I can confirm that the rankings, published at 21.00 (BST) on 30 September (and launched at the THE World Academic Summit in Melbourne on 1 October) will include a total of 800 universities. That’s double the 400 institutions included each year in the rankings since 2011, and four times bigger than the top 200 list we published between 2004 and 2010.
The move, at a stroke, ensures that the global rankings are truly global. They will be far more inclusive than in the past. The top 800 list will include institutions from 70 different countries, compared with 41 countries that made last year’s top 400. Institutions from Indonesia, Bangladesh, Kenya, Ghana and many more will be included for the first time in the THE rankings.
The dramatic deepening of the list also means that countries struggling to break the US-UK domination of the higher echelons of the rankings will be better represented, with many more institutions from China, Japan, Malaysia, Taiwan, India and Thailand (to pick just one continent) able to benchmark themselves more effectively using THE’s trusted global data benchmarks.
This dramatic expansion of the rankings has been made possible by THE’s outstanding in-house data team. As I wrote last month, since bringing the annual institutional data collection in house for the first time late last year, we have collected data for the 2015-16 rankings from a total of 1,128 institutions from 88 countries, which provided well over 100,000 data points for us to work with.
Although we look forward to working closely with all 1,128 institutions, and to expanding the list even more next year, it would not be responsible to rank all 1,128 in the overall World University Rankings, and some are not eligible.
The rankings methodology is designed to examine the performance of world-class research universities, with a heavy emphasis in the indicators on research, and we are sticking with our previous requirement that only institutions that have published at least 200 research papers a year (in journals indexed by Elsevier in its Scopus database) over a five year window, can be included in the overall world rankings.
This helps ensure the statistical rigour of the analysis and means that we are comparing similarly research-focused institutions. Additional institutions from the database may be included in future regional or specialised rankings and analyses, but for now we believe it is responsible to stop the list at 800 institutions to ensure meaningful, rigorous comparisons while ensuring as wide a range of institutions and countries as possible are included.
But be warned: it is clear that the previous institutional database, managed by a third-party data provider, missed out a significant number of excellent universities that deserved a place among the top 400. This means that the 400 debut institutions this year will not all just tack neatly and conveniently onto the bottom of the 2014-15 top 400 list. Our improved engagement with the global university community and our improved data collection activities have provided a clearer picture and helped to highlight some new global star performers.

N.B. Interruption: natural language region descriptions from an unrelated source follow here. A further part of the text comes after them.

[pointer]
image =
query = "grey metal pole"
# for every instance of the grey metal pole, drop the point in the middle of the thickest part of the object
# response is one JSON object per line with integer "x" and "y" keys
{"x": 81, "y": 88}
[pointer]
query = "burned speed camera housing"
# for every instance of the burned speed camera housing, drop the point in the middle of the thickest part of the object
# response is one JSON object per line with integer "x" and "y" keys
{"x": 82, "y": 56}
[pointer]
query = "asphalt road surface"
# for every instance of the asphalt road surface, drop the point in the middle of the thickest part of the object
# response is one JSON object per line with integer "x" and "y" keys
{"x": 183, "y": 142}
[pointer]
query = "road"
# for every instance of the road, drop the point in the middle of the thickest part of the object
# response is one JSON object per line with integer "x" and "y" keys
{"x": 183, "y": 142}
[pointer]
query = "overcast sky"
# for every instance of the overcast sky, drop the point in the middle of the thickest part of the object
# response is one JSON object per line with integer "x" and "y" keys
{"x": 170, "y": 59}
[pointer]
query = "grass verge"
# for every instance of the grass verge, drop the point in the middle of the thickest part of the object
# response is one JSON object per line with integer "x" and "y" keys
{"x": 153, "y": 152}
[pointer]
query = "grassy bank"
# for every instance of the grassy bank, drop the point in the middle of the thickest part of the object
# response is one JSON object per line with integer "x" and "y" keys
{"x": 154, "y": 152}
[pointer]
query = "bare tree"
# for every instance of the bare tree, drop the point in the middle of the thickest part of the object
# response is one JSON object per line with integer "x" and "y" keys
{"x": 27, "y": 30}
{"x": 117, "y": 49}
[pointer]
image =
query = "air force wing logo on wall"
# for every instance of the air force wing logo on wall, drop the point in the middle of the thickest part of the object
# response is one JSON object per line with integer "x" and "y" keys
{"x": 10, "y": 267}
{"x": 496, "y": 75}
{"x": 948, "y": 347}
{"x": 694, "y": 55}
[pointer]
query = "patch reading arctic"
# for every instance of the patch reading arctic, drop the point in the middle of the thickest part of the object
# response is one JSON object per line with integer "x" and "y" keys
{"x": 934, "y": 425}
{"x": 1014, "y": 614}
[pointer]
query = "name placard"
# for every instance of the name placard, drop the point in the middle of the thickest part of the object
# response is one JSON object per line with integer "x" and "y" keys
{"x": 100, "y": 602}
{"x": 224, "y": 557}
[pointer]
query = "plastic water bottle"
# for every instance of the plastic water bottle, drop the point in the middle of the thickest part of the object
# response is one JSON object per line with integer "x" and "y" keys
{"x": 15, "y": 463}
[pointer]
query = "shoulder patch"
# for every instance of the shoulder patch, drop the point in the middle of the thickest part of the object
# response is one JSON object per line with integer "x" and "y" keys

A small number of institutions making their debut in the rankings this year have made the top 200, and many more make the 300-400 group. This means that many institutions ranked last year may have fallen down the list simply because we have included institutions for the first time that outrank them.
We are keen to keep the rankings as stable as possible, to allow for meaningful comparisons over time, and we are limiting methodological changes (watch this space for details). But we are satisfied that this bold move to widen the reach of the rankings and to provide more of our trusted data on more institutions across more countries is the right way to go.
Phil Baty is editor of the THE World University Rankings.